Repository files navigation

OXPath Project

Latest release of OXPath Project: 1.0.4

Documentation (OXPath Project): 1.0.4 javadocs
Continuous Integration: Build Status
License: 3-Clause BSD License


OXPath is a web data extraction tool. The original version, OXPath 2.0, was provided by the Diadem Team.

The first version, OXPath 1.0, can be found at https://github.com/diadem/OXPath.

The current version supports Linux and OSX platforms.

Meltwater uses OXPath to extract millions of documents from 100'000s of sources daily.

Project Structure

OXPath Project consists of the following modules:

  • OXPath Core, implementing the core functionality of the OXPath language.
  • WebAPI, implementing an interface to web browsers (only Firefox 47.0.1 is currently supported).
  • Util contains functionality required for the project.
  • Output Handlers are a set of modules for serialising the result tree of OXPath into different formats (e.g., XML, JSON, CSV, RDB).
  • OXPath CLI is a command line interface for OXPath.
  • Browser Installer installs a web browser required by OXPath.

Installation

The project requires Java 1.7 (or higher).

Linux

Linux users need to run Browser Installer, which will install web browser into .oxpath in their home directory.

OSX

Mac users need to install a web browser supported by OXPath (i.e., Firefox 47.0.1) and convey OXPath with a configuration file as follows:

<?xml version="1.0" encoding="UTF-8" ?>
<diadem>
	<webapi>
		<platforms>
			<platform os-type="OSX">
				<home user-home-rel="true">.oxpath</home>
				<browser name="FIREFOX">
					<relpath>firefox_47.0.1</relpath>
					<run-file-path>/Applications/Firefox 47.0.1.app/Contents/MacOS/firefox</run-file-path>
					<display-size-file-relpath>display_size</display-size-file-relpath>
					<download-dir-relpath>download</download-dir-relpath>
				</browser>
			</platform>
		</platforms>
	</webapi>
</diadem>

Installation Into Your Local Repository

The installation of OXPath requires Maven v.3.
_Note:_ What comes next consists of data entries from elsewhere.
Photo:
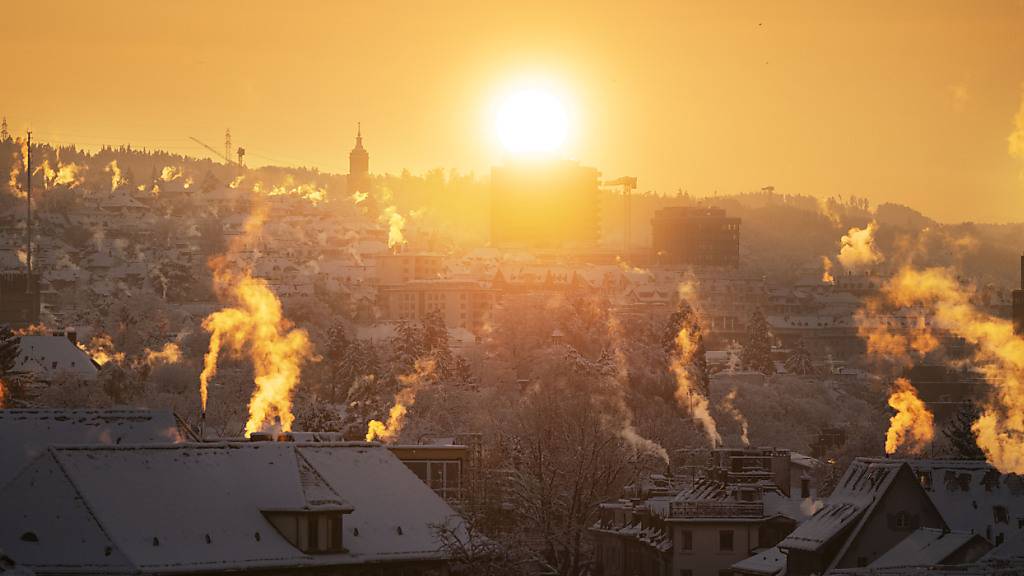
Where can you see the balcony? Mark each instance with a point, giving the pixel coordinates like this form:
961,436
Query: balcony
713,508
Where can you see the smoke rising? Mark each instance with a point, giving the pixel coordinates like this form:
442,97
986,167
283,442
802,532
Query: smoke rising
689,396
253,325
857,249
912,425
411,384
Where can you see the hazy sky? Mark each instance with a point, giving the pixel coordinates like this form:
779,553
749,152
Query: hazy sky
901,101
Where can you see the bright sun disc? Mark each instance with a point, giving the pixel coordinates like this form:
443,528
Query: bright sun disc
531,121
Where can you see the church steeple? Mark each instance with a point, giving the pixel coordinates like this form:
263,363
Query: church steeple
358,164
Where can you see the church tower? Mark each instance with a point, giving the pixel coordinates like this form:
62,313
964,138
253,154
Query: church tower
358,164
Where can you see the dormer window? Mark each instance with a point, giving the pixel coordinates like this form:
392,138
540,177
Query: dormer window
313,532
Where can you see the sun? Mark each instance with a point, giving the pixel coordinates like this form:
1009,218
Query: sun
530,122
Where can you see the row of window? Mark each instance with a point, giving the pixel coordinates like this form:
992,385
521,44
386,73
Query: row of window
725,540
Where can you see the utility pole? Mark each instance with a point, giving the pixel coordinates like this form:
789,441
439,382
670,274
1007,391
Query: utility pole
28,228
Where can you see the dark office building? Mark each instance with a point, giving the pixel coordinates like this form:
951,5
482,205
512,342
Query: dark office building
695,236
1019,304
18,305
544,204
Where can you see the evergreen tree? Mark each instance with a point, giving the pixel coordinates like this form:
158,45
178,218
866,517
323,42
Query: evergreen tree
800,361
685,318
407,344
10,345
757,348
318,416
118,383
435,342
463,371
962,438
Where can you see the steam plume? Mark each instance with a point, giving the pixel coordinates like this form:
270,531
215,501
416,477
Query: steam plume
687,395
395,223
826,266
411,384
170,354
628,429
997,352
100,347
912,424
857,250
116,178
253,325
728,405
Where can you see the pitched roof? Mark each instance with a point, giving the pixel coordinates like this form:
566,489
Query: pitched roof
857,493
200,506
926,546
46,356
27,434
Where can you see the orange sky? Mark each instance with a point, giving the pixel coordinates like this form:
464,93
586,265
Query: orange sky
901,101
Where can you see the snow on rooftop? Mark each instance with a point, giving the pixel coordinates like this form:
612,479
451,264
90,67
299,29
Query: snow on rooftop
859,489
200,506
926,546
28,434
770,562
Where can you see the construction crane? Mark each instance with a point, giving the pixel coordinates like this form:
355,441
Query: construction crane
226,159
629,183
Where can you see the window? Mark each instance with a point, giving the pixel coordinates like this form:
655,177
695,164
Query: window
999,515
902,521
725,540
685,540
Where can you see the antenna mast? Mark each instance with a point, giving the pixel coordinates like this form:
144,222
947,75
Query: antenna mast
28,228
227,146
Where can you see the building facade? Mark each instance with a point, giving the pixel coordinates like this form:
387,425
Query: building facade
684,236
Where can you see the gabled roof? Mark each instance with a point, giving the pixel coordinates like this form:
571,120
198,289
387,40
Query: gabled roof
927,546
857,493
27,434
770,562
200,507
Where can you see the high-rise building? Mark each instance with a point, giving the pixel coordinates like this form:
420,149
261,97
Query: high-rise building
695,237
358,165
544,204
1019,304
19,305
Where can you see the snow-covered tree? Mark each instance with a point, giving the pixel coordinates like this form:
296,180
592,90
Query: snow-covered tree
962,438
799,361
686,319
757,348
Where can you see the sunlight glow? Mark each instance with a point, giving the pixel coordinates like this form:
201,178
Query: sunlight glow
531,121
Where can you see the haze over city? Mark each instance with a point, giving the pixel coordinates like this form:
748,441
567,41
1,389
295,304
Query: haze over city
699,96
512,289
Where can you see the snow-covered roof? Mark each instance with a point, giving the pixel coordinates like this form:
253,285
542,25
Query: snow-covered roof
926,546
27,434
770,562
973,496
46,356
200,507
858,491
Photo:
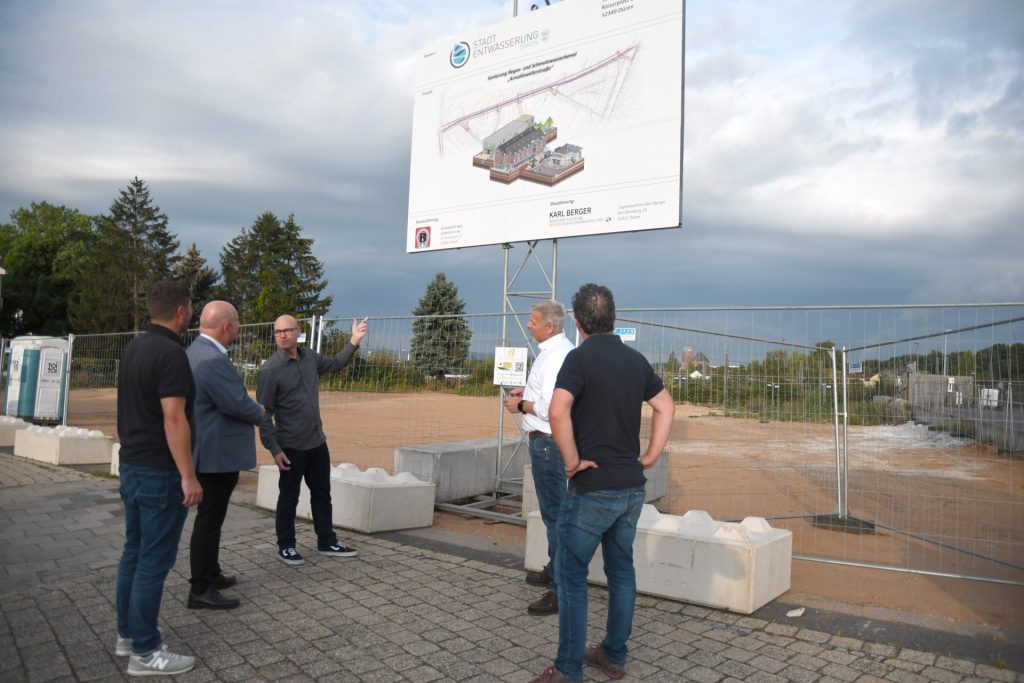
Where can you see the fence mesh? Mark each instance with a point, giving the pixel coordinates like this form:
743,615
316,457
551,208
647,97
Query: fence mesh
922,441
All OXPath maven artifacts can be installed with either of the following commands: mvn install (with unit tests) or mvn install -Dmaven.test.skip=true (without unit tests). These commands will also create a binary file oxpath-cli.jar, which you can find in the oxpath-cli/target directory.

Binaries

The implementation of the command line interface for OXPath is in the directory oxpath-cli, which can produce an executable binary oxpath-cli.jar.

Running

Details of running the binary oxpath-cli.jar can be found in oxpath-cli/README.md.

Integration

OXPath can be integrated into other maven artifacts with the following dependency statements:

<dependency>
	<groupId>org.oxpath</groupId>
	<artifactId>oxpath-core</artifactId>
	<version>2.2.1</version>
</dependency>
<dependency>
	<groupId>org.oxpath</groupId>
	<artifactId>webapi</artifactId>
	<version>1.4.1</version>
</dependency>

To specify the output handler, which can be used to convert the OXPath output tree, add a relevant dependency statement. All available output handlers can be found in the directory output-handlers.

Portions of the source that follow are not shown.